We could mutate the data to have categories inflation rate to show how it relates to the Federal Funds rate, as right now, the federal funds rate has been increasing due to inflation.

```{r}
range(data$`Inflation Rate`, na.rm = TRUE)
range(data$`Effective Federal Funds Rate`, na.rm = TRUE)

```
```{r}
data <- mutate(data, `Inflation Bracket` = case_when(
        `Inflation Rate` < 2 ~ "Low Inflation",
        `Inflation Rate` < 5 ~ "Normal Inflation",
        `Inflation Rate` < 8 ~ "Above Average Inflation",
        `Inflation Rate` < 10 ~ "High Inflation",
        `Inflation Rate` >= 10 ~ "Hyperinflation"
))

data <- mutate(data, `Interest Rate Bracket` = case_when(
        `Effective Federal Funds Rate` < 0.5 ~ "Low Interest",
        `Effective Federal Funds Rate` < 3.0 ~ "Normal Interest",
        `Effective Federal Funds Rate` < 7.0 ~ "High Interest",
        `Effective Federal Funds Rate` < 20.0 ~ "Very High Interest",
))
```


## Time Dependent Visualization

```{r}
ggplot(data, aes(x=`Month_Yr`, y=`Real GDP (Percent Change)`)) + 
  geom_point()+
  theme_bw() +
  labs(title ="GDP over time", y = "GDP", x = "Time(months)")

ggplot(data=subset(data,!is.na(`Inflation Rate`)), aes(x=`Month_Yr`, y=`Effective Federal Funds Rate`)) + 
  geom_point()+
  theme_bw() +
  labs(title ="Interest Rates over time", y = "Federal Funds Rate", x = "Time(months)")

```
The above two graphs are very basic time series graphs of GDP and Interest Rates.Since GDP is a change relative to a previous quarter, it makes sense that the GDP doesn't have a clear trend and tends to fluxuate around around 4-5%. The interest rate time series plot is much clearer and easier to understand, as interest rates are not representation of changes. 

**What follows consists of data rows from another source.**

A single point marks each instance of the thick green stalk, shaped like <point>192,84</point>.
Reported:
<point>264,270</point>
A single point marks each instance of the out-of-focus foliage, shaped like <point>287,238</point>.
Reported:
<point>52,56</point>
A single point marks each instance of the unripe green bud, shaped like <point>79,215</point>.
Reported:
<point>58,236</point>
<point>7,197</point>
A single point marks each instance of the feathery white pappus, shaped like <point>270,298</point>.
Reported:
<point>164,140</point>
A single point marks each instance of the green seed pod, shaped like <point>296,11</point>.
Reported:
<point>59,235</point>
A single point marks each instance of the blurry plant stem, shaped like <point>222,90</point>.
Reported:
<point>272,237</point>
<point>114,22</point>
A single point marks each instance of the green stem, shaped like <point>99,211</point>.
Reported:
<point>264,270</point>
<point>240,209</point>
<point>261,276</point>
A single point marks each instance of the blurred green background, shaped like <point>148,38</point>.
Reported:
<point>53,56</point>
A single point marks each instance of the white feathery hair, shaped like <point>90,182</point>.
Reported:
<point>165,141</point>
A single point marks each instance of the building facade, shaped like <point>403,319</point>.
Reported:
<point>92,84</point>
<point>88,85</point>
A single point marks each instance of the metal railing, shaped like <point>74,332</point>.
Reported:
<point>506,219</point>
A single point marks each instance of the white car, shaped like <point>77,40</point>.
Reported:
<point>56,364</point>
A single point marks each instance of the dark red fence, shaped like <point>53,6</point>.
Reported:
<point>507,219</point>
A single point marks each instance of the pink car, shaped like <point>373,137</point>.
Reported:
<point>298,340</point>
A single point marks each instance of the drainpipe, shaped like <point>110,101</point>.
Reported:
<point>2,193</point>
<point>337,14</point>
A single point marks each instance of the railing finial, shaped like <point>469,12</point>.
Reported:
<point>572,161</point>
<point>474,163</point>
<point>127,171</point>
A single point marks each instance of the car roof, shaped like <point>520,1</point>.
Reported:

## Visualizing Part-Whole Relationships

Finally we can check the relationship with interest rates and inflation using a part-whole relationship visualization. We can compare the count of months with various levels of inflation during months of various rate rate levels.


```{r}
rem <- subset(data,!is.na(`Inflation Rate`),!is.na(`Effective Federal Funds Rate`))
rem <- count(rem, `Inflation Bracket`, `Interest Rate Bracket`)

ggplot(rem, aes(fill=rem$`Interest Rate Bracket`, y=rem$n, x=rem$`Inflation Bracket`)) + 
    geom_bar(position="dodge", stat="identity")+
  labs(title ="Interest Rates by Inflation", y = "Count", x = "Inflation Rate Bracket")

```

The visualization is consistent with what you might expect. High interest rates leads to less lending, which leads to lower inflation. Periods of low inflation have lower interest rates to pair with it, because there is less worry of inflation. During periods of high inflation, there is almost strictly high interest rates because the economy needs to reduce the money supply.